Guide to Ho Chi Minh

Guide to Ho Chi Minh (Saigon)

Ho Chi Minh is a huge city with so much to do. There are great markets, an abundance of history and of course, backpacker parties.

Unfortunately this post won’t be full of photos as usual, as I had my phone stolen when I arrived so didn’t take any photos while I was there (and had to rely on my friend’s).

Getting there

A lot of people start their Vietnam holiday by flying into here. It takes about 30 minutes to the city by taxi for about $8.

From Nha Trang, take a 10 hour bus for about $12-$18.

The dreaded overnight buses

The dreaded overnight buses


Stay in the backpacker district, as it is the cheapest for accommodation, food and going out. This is in District 1, and the main street for action is Bui Vien. A lot of hostels are situated down alleyways off this main street.

I would be cautious staying in one of these alleyways as they are subject to a lot of pick pocketing, especially if you are wandering down them after a night out or when arriving from the overnight bus. If you are taking the bus make sure you book a place that has 24 hour reception so you can leave your bags and sit in a common area before checking in.

For hostels, I would recommend Saigon Backpackers or Saigon Youth Hostel (however the latter is in an alleyway). They are under $10 a night and have very friendly staff who can assist with tours and whatever else.

If you are after a bit of luxury (I know I was after 6 weeks in dorms), stay at Bizu Hotel. It is in the main street and only $20 for a luxury private room, king size bed (which if you’ve ever backpacked is unheard of), bathroom and delicious breakfast.

What to see and do

Vietnam is full of activities and areas to explore.

1. Cu Chi Tunnels

This is about 40km northwest of the city and can be done in a half or full day trip. The tunnels are an underground community up to 250km in length that were built during the Vietnam war. You can climb through them, however due to their claustrophobic nature not many people make it the whole way. You can organise this through one of the hundreds of tour providers in the streets the day before.

2. Mekong Delta tour

This is a fantastic day tour that me and my friends really enjoyed (and for only $15). You take a 3 hour bus ride to the river and set sail on an old wooden boat down the Mekong. You can relax in the sun and take in the culture as it cruises past loads of different villages. You stop for lunch at a local restaurant and enjoy a home cooked meal. You have the option to cycle around the village and see what’s there (which is really awesome!).

Mekong Delta

Mekong Delta

You are also taken to a market that shows locals making home made deserts and crafts, where I bought a weeks supply of coconut candy!
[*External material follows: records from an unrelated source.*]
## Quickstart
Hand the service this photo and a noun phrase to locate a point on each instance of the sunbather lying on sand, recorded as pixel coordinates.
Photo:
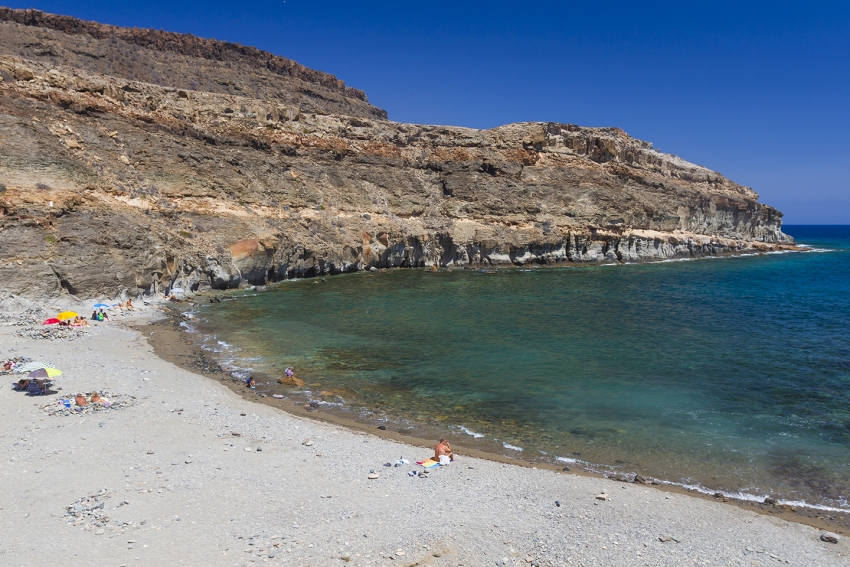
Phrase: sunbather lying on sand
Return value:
(443, 448)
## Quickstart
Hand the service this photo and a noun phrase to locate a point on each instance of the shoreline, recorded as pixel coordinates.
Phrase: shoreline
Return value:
(169, 341)
(191, 472)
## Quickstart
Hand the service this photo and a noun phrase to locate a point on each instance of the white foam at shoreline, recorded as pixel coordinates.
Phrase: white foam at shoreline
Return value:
(468, 432)
(566, 460)
(755, 498)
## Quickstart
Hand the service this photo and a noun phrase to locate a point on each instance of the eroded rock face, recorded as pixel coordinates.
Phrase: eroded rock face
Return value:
(178, 60)
(124, 187)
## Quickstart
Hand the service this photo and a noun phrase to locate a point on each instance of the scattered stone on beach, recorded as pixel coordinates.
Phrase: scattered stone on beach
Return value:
(32, 316)
(88, 509)
(51, 333)
(116, 402)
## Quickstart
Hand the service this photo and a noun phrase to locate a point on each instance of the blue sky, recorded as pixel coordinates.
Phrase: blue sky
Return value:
(759, 91)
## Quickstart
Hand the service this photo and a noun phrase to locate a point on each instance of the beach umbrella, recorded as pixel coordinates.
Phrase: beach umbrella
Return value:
(30, 366)
(43, 373)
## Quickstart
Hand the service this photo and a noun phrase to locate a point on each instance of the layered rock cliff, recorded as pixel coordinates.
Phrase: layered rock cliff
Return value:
(120, 187)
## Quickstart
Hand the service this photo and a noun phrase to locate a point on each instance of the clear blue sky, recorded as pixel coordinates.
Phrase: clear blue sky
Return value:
(759, 91)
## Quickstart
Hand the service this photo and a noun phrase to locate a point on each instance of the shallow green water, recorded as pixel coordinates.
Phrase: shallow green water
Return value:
(730, 374)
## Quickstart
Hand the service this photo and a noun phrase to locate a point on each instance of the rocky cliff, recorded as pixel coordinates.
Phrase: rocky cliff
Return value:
(119, 187)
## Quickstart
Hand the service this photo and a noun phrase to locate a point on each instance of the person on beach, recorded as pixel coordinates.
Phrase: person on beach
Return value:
(443, 449)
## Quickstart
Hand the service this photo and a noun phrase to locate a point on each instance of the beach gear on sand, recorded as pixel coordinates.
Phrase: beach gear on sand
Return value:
(34, 365)
(44, 373)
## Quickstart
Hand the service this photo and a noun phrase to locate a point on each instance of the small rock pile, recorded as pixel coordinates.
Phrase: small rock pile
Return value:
(89, 510)
(18, 360)
(51, 333)
(116, 402)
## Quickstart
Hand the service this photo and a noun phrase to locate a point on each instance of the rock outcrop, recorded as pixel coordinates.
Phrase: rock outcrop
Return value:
(177, 60)
(116, 186)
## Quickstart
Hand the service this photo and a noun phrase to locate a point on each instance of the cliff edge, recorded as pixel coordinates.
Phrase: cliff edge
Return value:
(117, 186)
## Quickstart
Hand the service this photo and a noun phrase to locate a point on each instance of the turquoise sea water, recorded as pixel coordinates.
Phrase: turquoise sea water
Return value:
(730, 374)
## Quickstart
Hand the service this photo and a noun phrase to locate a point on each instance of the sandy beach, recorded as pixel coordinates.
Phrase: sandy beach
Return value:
(190, 473)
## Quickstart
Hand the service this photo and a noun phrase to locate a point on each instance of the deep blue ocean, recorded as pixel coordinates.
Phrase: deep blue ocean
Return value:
(729, 374)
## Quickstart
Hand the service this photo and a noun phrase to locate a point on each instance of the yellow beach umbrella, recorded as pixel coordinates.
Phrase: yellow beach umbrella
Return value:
(45, 373)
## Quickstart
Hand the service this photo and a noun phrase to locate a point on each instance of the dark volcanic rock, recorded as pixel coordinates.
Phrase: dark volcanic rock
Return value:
(115, 185)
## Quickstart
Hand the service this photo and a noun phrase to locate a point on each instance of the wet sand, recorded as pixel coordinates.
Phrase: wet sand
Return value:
(173, 343)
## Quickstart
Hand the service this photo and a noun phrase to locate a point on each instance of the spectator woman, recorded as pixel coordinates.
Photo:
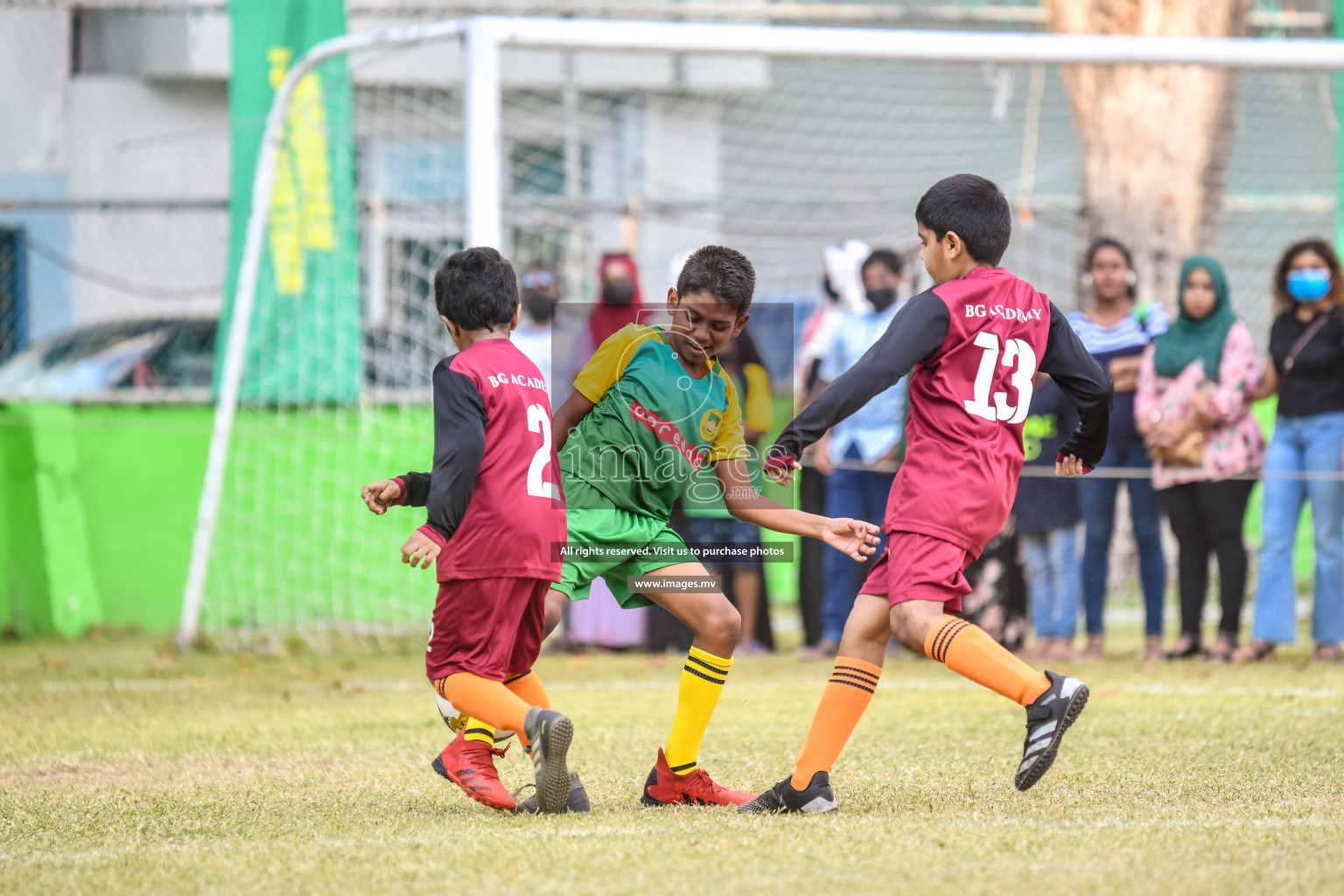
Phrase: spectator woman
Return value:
(1193, 407)
(1306, 369)
(1116, 331)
On the way back the tides got really low and we couldn’t cruise along in the regular boat. So we hopped in these gorgeous wooden boats and got rowed home by all the locals that had rallied around to help the tour guide! Mine even let me steer the boat for a while, until we crashed into a mud bank…

3. Visit the war museum

I didn’t know a whole lot about the war before I arrived and nor do I usually have an interest in museums at all, but this was really informative and interesting. Some parts and photos were confronting, but it is a great museum and only a few dollars to enter. This is walking distance from District 1 (not by lazy standards though).

4. Wander through Ben Tanh markets

This is a short walk from the main backpacker street and has absolutely everything you could never think you would want to buy. I got a hammock (has been incredibly useful), shorts, bikinis and a whole bunch of other knick knacks that I swear I don’t regret buying… It’s dirt cheap and humongous, so allow a few hours to get lost!

5. Get lost in the city

I spent a whole afternoon wandering down the river and weaving through the alleyways, and found all sorts of intriguing people, scenes and shops. This is a great way to just observe what goes on in the crazy city.



The backpacker nightlife is really interesting, in that there aren’t the signature bars filled with young travelers like every other Vietnamese town; instead there are cafes. On the main street a lot of the cafes turn into bars by 9pm and they set up plastic red stools that quickly sprawl onto the street with backpackers as the night progresses. This seems to be where everyone gathers and is a cheap night out.

How long to stay

I would recommend allowing four full days to discover all the city has to offer. There are a lot of day trips which consume the whole day and you also want time to explore the streets and local markets.